Are you slouching over your desk? Did this prompt make you sit up straight? We all likely remember being told at school or by our parents to sit up straight and therefore know that good posture is important; however, good posture tends to go out the window when engrossed in study. Sitting at a desk for numerous hours each day is a reality as a student and often unavoidable and places the body in a less than optimal position. Movement during the day can significantly improve our posture, increase overall wellbeing and alleviate discomfort from muscle tightness, stiff joints, and even headaches. At Vast Fitness Academy, we recognise the importance of movement for our team members.

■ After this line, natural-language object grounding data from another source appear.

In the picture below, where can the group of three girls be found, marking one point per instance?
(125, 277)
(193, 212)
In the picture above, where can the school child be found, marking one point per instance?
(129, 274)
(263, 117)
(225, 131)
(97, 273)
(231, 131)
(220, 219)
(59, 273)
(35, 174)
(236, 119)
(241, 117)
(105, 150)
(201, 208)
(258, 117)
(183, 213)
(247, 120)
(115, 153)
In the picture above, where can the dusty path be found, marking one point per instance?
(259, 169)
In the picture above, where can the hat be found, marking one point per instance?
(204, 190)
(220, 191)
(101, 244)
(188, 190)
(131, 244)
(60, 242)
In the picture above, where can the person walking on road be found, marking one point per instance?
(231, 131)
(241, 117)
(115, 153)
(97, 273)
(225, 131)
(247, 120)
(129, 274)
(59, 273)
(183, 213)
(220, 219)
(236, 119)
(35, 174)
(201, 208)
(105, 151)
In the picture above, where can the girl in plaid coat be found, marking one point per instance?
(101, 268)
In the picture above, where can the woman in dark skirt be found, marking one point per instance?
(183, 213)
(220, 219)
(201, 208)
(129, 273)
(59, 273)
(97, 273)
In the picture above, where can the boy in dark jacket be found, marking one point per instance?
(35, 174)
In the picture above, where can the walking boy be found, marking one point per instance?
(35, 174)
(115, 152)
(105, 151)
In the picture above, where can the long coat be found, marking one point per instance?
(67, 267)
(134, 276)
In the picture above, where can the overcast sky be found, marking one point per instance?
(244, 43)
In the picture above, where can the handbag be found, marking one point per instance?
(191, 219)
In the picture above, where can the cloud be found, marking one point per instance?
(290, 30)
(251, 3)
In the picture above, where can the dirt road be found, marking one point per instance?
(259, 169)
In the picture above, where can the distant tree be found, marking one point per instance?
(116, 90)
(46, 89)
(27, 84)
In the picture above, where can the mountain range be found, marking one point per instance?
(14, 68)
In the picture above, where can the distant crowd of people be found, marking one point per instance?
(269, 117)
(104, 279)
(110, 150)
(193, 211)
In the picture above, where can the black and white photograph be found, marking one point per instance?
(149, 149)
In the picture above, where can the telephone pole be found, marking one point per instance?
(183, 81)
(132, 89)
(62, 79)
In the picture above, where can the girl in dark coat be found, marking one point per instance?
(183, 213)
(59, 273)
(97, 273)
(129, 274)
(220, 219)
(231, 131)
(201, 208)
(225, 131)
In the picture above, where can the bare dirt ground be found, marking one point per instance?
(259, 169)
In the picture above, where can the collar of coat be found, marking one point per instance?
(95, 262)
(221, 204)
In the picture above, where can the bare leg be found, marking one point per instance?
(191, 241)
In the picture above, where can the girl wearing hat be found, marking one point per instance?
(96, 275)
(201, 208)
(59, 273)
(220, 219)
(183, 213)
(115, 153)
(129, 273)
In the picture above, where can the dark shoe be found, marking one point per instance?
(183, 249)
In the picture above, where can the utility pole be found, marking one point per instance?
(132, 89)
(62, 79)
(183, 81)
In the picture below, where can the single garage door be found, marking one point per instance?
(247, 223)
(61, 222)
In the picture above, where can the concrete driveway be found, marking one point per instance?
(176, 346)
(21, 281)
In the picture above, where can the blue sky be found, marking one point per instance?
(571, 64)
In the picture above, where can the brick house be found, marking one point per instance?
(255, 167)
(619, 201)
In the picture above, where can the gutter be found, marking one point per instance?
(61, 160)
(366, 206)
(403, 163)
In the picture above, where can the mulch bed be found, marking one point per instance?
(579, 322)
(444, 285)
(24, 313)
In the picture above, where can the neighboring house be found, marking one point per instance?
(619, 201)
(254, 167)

We practice what we preach as a health and fitness RTO and would like to share some of the strategies and activities we include in our day-to-day operations. Walking whilst brainstorming and letting new information land. Incorporating walking breaks during long study periods can increase general wellbeing and allow exposure to fresh air. Walking breaks are excellent opportunities to brainstorm, mull over and absorb newly acquired information, plan, problem-solve and give you a well-deserved mental break. You’ll arrive back at your desk feeling refreshed and motivated! Posture: sitting vs standing.
Standing desks are becoming common due to their numerous benefits, including improved posture and reduced back pain. Whilst standing can be beneficial, standing for too long may have the opposite effect and aggravate the lower back or lead to poor posture. Switching between standing and sitting throughout the day is ideal to reap the benefits, with 15-30 minutes spent standing each hour. Tips on managing your posture through the day include:
- Schedule reminders (a timer) to pop up when it is time to swap from sitting to standing or do a ‘posture-check.’
- If you do not have a standing desk, take regular breaks to move around, even walk a lap of the block or your backyard.
Daily movement activities. Schedule activities for the time of day your productivity and energy levels begin to slump. Typically, this occurs mid-afternoon. Activities can be adapted to suit your study space at home, or you may head out for a change of scenery. Here are some ideas to get you started.
- Walk around the block and finish with stretching and mobility
- Meditation – there are numerous short guided meditations available on YouTube
- Hit the gym, do yoga or online fitness classes, walk your dog if you have one, or visit the beach or park for a jog or stroll.
- Have the scheduled activities pop up as a reminder in your calendar or on your phone.
Benefits of movement. Active people are healthy people. Benefits of movement throughout the day include:
- Increased productivity and engagement
- Improved cognitive function and attention
- Improved blood circulation and heart health
- Mental clarity and reduced brain fog
- Reduced stress.
Mobility, movement and stretching exercises. Exercises at home require no special equipment; however, if you have a tennis ball or spiky ball, there are increased options. Listed below are some exercises you can try:
- Seated ankle rotations
- Seated head/neck and shoulder rotations
- Seated neck stretches
- Seated chest opener
- Seated or standing/kneeling hip flexor stretch (if seated, shift to one side of the chair and extend the leg behind you with the knee towards the ground).
- Standing or seated: rolling a tennis or spiky ball under the foot
- Standing: back and shoulder tennis/spiky ball massage.